Since we don't live comfortably, I fail to see the point of being
comfortably off."
He put down the paper and looked at her. She was wearing an original
tailored suit in a cream-colored fabric, with a printed silk blouse and
hand-made shoes. He said: "You have a pleasant home, with a small staff.
You've friends here, and a social life in Town when you dare to take
advantage of it. This morning you're wearing several hundred pounds'
worth of clothes, and you'll probably go no farther than the village.
Sometimes I wonder what you want out of life."
She blushed--rare event. "I'll tell you," she began.
There was a knock at the door, and a good-looking man came in, wearing
an overcoat and carrying a cap. "Good morning, sir, madam," he said.
"If we're to catch the seven forty-five, sir ..." Hamilton said: "All
right, Pritchard. Just wait in the hall."

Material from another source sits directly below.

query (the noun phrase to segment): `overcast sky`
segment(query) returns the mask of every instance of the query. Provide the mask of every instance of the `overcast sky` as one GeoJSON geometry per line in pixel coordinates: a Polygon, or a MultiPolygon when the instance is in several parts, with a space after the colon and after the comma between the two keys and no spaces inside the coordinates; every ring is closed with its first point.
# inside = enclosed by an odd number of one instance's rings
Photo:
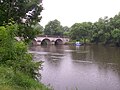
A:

"Very good, sir. May I ask if you'll be using the car today, madam?"
Hamilton looked at Ellen. She kept her eyes on her dish as she said: "I
expect so, yes."
Pritchard nodded and went out.
Hamilton said: "You were about to tell me what you want out of life."
"I don't think it's a breakfast-table subject, especially when you're
rushing to catch a train."
"very well." He stood up. "Enjoy your drive.
Don't go too fast."
"What?"
"Drive carefully."
"Oh. Oh, Pritchard drives me."
He bent to kiss her cheek, but she turned her face to him and kissed his
lips. When he pulled away, her face was flushed: She held his arm and
said: "I want you, Derek."
He stared at her.
"I want us to spend a long, contented retirement together," she went on,
speaking hurriedly.
"I want--you to relax, and eat the right food, and grow healthy and slim
again. I want the man who came courting in an open-top Riley, and the
man who came back from the war with medals and married me, and the man
who held my hand when I bore my children. I want to love you."
He stood nonplussed. She had never been like this with him, never. He
felt hopelessly incapable of dealing with it. He did not know what to
say, what to do, where to look. He said: "I ... must catch the train."
She regained her composure quickly. "Yes. You must hurry."
He looked at her a moment longer, but she would not meet his eyes. He
said: "Um ... good-bye."
She nodded dumbly.
He went out. He put on his hat in the hall, then let Pritchard open the
front door for him. The dark-blue Mercedes stood on the gravel drive,
gleaming in the sunshine. Pritchard must wash it every morning before I
get up, Hamilton thought.
The conversation with Ellen had been most peculiar, he decided, as they
drove to the railway station. Through the window he watched the play of
sunlight on the already-browning leaves, and ran over the key scenes in
his mind. I want to love you, she had said, with the emphasis on you.
Talking of the things he had sacrificed for the business, she had said
and God knows what else.
I want to love you, not someone else. Was that what she meant? Had he
lost the fidelity of his wife, as well as his health? Perhaps she simply
wanted him to think she might be having an affair. That was more like
Ellen. She dealt in subtleties. Cries for help were not her style.
After the six-month results, he needed domestic problems like a
creditors' meeting.
There was something else. She had blushed when Pritchard asked if she
would be using the car; then, hastily, she had said Pritchard drives me.
Hamilton said: "Where do you take Mrs. Hamilton, Pritchard?"
"She drives herself, sir. I make myself useful around the house--there's
always plenty--" "Yes, all right," Hamilton . "This isn't a
time-and-motion study. I was only curious."
His ulcer stabbed him. Tea, he thought: I should drink milk in the
morning.
HERBERT CHIESEMAN switched on the light, silenced the alarm clock,
turned up the volume of the radio which had been playing all night, and
pressed the rewind button of the reel-to-reel tape recorder.